That’s the big issue w/respect to WinXP: drivers. You’re beholden to the vendors to supply drivers for contemporary hardware that are backwards compatible with legacy O/S WinXP.
Case in point: SATA drives in WinXP. Not that it can’t be done, but there will be additional hoops to jump through.
The biggest problem will be w/respect to upgrading the motherboard down the road. The device drivers specific to contemporary motherboard may not be WinXP compatible. Peripherals may become obsolete if large volume sales haven’t been realized by the vendor; drivers may not be available for now ‘legacy’ hardware.
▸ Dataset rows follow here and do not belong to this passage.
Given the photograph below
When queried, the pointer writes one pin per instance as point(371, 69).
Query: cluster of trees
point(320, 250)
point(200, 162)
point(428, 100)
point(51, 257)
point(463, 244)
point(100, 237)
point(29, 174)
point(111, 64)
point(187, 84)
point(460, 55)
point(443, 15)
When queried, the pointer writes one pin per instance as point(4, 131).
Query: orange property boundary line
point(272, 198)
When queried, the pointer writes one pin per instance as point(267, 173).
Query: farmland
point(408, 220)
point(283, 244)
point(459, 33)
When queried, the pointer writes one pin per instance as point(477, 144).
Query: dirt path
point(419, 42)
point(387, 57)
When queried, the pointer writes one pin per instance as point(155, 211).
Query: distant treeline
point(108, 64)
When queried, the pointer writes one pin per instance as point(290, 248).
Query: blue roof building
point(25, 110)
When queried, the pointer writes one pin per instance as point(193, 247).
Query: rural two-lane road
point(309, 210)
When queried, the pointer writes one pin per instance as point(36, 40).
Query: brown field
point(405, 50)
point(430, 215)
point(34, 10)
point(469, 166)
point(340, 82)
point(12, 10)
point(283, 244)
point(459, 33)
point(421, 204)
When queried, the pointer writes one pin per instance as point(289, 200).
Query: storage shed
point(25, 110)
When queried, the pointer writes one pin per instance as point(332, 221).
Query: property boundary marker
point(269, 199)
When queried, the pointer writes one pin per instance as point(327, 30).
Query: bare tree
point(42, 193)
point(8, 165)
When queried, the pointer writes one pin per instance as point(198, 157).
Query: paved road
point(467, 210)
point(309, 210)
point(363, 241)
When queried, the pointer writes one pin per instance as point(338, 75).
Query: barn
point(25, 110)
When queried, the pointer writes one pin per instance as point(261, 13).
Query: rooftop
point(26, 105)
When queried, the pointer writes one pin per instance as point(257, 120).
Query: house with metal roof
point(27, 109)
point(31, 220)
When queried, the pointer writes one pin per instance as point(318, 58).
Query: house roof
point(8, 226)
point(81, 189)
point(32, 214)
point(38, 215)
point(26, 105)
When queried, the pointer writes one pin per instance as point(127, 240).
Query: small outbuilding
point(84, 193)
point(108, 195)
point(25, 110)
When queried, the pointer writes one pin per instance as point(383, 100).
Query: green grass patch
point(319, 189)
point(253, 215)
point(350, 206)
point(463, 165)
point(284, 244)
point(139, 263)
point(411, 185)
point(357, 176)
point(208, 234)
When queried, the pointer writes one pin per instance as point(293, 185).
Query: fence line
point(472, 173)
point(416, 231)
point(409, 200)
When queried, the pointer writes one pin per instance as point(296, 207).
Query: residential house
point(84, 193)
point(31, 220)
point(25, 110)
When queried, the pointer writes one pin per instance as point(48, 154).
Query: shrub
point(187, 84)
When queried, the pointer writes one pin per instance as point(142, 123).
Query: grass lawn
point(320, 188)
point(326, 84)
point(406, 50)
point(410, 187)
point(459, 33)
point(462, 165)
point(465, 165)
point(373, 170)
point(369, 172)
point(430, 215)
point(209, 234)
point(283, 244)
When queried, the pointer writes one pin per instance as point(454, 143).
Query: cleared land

That was an issue with a gfx card I ran into that previously ran fine in Win98SE. The BIOS had to be flashed for the gfx card to accomodate the newer method that the O/S hooks the hardware firmware; otherwise a blsckscreen during boot was encountered, i.e., the monitor would go into standby (requiring manual power off the monitor and turning back on).
With respect to the security model, the security flaws of XP are resolved and implemented in the base code for Win7. That being said, the O/S itself should never be considered the frontline defense from a security perspective. That is relegated to access control list, firewall, host intrusion prevention and anti-virus. With the inherent security of NTFS and group policy the Win7 is intrinsically more secure than WinXP.
My advice is to consider Win7 primarily for forward compatibility concerns. Yes, the large corporate IT environments have issue migrating to Win7, but that’s because they have larger issues at stake concerning security policy and implementation of software as dictated by such policy.